What’s The Deal With Interest Rates?
Australians across the country have been feeling the effects of higher interest rates.
Continuing to raise interest rates is an unfair tactic. It’s often presented by economists and the Treasury as a solution for an overheated economy. However, it seems to miss the mark by not addressing the big spenders who are driving up prices. Instead, these rate hikes benefit those with significant assets, as their investments earn more. On the flip side, people in debt are already struggling. Young, first-time homebuyers are finding it increasingly difficult to enter the market unless they receive help from family. Renters face higher payments as landlord investors prioritise protecting their rental income.
Interest rate hikes have led to reduced new builds, which coupled with taxes, have created a significant new-build shortage in excess of 40% lower than the already critical levels in the state of Victoria.
The flow-on effect is increased rental prices as more people are pushed out of home-ownership and the supply for the rental pool shrinks.

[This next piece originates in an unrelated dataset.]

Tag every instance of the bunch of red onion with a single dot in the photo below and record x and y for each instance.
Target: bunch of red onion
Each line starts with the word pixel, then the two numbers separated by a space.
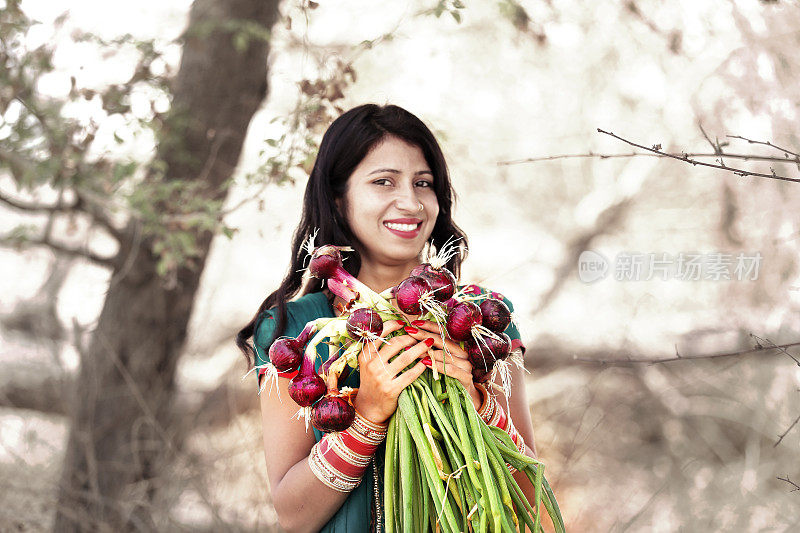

Upward pressure on interest rates have also significantly affected small businesses as people prioritise home loan repayments above discretional spending.
The last RBA Governor Philip Lowe said “more people need to live in each house” and “mortgage holders should work multiple jobs”.
High inflation harms everyone in Australia. It reduces the value of money and savings, making it tough for businesses to make plans and investments. This hits all Australians, especially those with low incomes. Keeping inflation low and steady, meeting the inflation target, helps the economy grow steadily and strongly in the long run. The most helpful thing monetary policy can do for Australians is to bring inflation back to target within a reasonable timeframe.
Relief on the Way?
According to the RBA’s February Statement, “Inflation continues to moderate and is expected to return to the target range of 2-3 per cent in 2025…”. The monthly CPI indicator from January 2023 to January 2024 was 3.4% according to the RBA. The current cash rate is 4.35%.